While this lifts a great deal in tonal, aesthetic, and narrative influence from its far better cinematic predecessor Who Framed Roger Rabbit?, building a world where toons co-exist with humans and featuring a noir-style mystery that skews more adult, it fuses some of its own clever creativity into its underlying sentiments. Commentary on how we treat nostalgia—delivering a particularly stinging treatise on fame and celebrity culture in the meta-subtext—is ingeniously hidden in the narrative’s underpinnings. Subject matter dealing with human trafficking, loan sharking, and body horror feels totally unexpected and not at all unwarranted, nor unwanted. It’s also nice to see that within the barrage of self-reflexive jokes lie greater themes centered on insecurity, identity, and teamwork—all things kids watching can relate to and may be struggling with.

But the majority of the picture’s astute, admirable qualities are bogged down by its incessant, smug comedic bits and trite platitudes. The life-lesson of “the biggest risk is not taking any risk at all” drops like an ACME anvil whenever mentioned. Many of the allusions and metaphors will fly over kids’ heads. The ex-pals’ buddy-cop dynamic is neither noteworthy nor terribly refreshing. The lone time it works believably is when the two get their groove back doing an awkward improvised rap about whales to throw off a slithering henchman (Flula Borg). Dale’s maddening, contrived motivation to ditch Chip betrays what we’re told and shown about his character in the set-up—so much so that he fails to win us back even after he inevitably states his wrong-headed reasoning later on. Chip is better off without him.

The creatives litter the feature with an onslaught of offbeat jokes, everything from loads of self-aware set-ups and punchlines that don’t quite hit their mark to fairly funny visual gags involving spoof movie titles (Lego Misérables being amongst the best).

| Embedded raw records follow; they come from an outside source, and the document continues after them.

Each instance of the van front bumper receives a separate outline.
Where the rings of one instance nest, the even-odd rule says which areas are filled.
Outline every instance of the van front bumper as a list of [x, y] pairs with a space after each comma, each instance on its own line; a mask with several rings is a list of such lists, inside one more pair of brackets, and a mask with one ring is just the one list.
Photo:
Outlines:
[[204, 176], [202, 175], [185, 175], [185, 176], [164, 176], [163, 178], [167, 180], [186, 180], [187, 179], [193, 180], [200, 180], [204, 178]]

Plenty of random humor provides distraction from the simplistic plot—like the multitude of cameos from non-Disney IP, who populate the background as bit players, and the long-running gag about Dale’s agent Dave Bollinari (Chris Parnell), who’s exclusively referred to by his full name and whose mentions admirably follow the comedy rule of threes. Yet rarely does any of it genuinely tickle our funny bone.

Rather than major fits of laughter, chuckles of acknowledgement pepper the audience’s viewing experience, at least for folks over the age of 25. The pint-sized crowd might not be nearly as enthused with the grown-up gags as much as they might be with the action-packed mystery that respectfully replicates the series’ aspirations and appeal. Perhaps this is one they’ll grow with and appreciate over time. However, much like the show has diminished from pop culture consciousness, the film striving to honor it will likely fade from our collective memories too.